3. En second lieu, contrairement à ce que soutient M. A, il ressort de la motivation des décisions attaquées que le préfet de la Loire a procédé à un examen particulier de sa situation personnelle et familiale indiquant notamment qu'il a passé l'essentiel de son existence au Nigéria, pays dans lequel il ne démontre, ni n'allègue, être dépourvu d'attaches, qu'il s'est lié par un pacte civil de solidarité en France, en avril 2021, avec une ressortissante de nationalité française et qu'il a tissé des liens avec l'enfant de sa conjointe pacsée. Par suite, le moyen tiré de l'absence d'examen de la situation personnelle de l'intéressé doit être écarté.
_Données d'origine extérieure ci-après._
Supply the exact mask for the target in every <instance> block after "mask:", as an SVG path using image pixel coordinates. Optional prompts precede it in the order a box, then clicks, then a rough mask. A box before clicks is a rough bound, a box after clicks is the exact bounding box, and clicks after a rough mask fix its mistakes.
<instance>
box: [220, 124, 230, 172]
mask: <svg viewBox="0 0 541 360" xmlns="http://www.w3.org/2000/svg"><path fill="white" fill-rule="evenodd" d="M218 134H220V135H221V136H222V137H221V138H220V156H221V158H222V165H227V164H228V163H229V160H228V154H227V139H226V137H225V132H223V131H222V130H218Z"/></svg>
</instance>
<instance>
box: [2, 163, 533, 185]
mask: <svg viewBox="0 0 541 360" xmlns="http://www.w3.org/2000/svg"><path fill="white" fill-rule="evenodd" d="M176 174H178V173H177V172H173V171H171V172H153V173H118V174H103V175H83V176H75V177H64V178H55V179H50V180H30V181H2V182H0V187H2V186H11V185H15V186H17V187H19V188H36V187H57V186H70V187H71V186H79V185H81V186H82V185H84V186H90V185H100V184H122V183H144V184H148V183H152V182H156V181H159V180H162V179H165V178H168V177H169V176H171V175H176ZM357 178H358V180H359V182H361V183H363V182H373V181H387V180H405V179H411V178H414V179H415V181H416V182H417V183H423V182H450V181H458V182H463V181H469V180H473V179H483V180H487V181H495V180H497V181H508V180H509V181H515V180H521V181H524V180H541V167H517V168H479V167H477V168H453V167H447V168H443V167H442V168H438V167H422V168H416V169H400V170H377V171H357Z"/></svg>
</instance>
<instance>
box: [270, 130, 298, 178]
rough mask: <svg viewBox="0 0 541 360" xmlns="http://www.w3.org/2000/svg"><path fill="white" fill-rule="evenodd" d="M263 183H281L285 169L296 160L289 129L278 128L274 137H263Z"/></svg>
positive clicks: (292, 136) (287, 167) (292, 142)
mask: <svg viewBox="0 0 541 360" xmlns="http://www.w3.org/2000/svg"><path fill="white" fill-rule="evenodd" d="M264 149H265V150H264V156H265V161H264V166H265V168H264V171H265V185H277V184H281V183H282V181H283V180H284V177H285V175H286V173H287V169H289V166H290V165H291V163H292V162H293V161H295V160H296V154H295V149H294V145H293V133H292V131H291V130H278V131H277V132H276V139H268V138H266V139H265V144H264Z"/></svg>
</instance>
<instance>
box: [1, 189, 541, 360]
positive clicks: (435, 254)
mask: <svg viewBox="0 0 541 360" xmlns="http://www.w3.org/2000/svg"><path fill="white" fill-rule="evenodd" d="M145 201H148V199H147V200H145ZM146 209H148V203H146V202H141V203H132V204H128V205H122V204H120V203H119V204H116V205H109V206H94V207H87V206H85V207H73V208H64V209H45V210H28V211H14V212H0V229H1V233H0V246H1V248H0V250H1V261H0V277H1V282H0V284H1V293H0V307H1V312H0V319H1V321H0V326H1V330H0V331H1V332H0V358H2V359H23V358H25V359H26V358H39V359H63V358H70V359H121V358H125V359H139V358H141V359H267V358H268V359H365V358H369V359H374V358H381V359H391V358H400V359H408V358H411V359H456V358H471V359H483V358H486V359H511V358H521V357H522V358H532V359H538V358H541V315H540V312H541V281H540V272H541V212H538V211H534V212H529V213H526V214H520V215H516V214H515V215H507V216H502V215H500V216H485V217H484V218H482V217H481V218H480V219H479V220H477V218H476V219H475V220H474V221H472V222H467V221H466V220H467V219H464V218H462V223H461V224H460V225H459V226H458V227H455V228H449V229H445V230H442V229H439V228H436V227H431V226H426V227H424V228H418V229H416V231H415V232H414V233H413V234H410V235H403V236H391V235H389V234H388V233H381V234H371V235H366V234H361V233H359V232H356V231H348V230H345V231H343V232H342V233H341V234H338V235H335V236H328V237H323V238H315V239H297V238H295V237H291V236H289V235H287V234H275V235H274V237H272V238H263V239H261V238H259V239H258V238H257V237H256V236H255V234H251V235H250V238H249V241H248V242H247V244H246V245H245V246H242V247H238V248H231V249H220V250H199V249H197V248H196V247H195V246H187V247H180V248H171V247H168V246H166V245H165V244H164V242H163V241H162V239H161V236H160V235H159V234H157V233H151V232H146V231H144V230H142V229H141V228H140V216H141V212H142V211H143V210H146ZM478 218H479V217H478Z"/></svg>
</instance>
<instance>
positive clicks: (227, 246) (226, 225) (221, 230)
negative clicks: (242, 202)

En ce qui concerne la décision portant refus de titre de séjour :

4. En premier lieu, aux termes de l'article 8 de la convention européenne de sauvegarde des droits de l'homme et des libertés fondamentales : " 1. Toute personne a droit au respect de sa vie privée et familiale, de son domicile et de sa correspondance ; 2. Il ne peut y avoir ingérence d'une autorité publique dans l'exercice de ce droit que pour autant que cette ingérence est prévue par la loi et qu'elle constitue une mesure qui, dans une société démocratique, est nécessaire à la sécurité nationale, à la sûreté publique, au bien-être économique du pays, à la défense de l'ordre et à la prévention des infractions pénales, à la protection de la santé ou de la morale, ou à la protection des droits et libertés d'autrui. ". Aux termes de l'article L. 423-23 du code de l'entrée et du séjour des étrangers et du droit d'asile : " L'étranger qui n'entre pas dans les catégories prévues aux articles L. 423-1, L. 423-7, L. 423-14, L. 423-15, L. 423-21 et L. 423-22 ou dans celles qui ouvrent droit au regroupement familial, et qui dispose de liens personnels et familiaux en France tels que le refus d'autoriser son séjour porterait à son droit au respect de sa vie privée et familiale une atteinte disproportionnée au regard des motifs du refus, se voit délivrer une carte de séjour temporaire portant la mention " vie privée et familiale " d'une durée d'un an, sans que soit opposable la condition prévue à l'article L. 412-1. () ".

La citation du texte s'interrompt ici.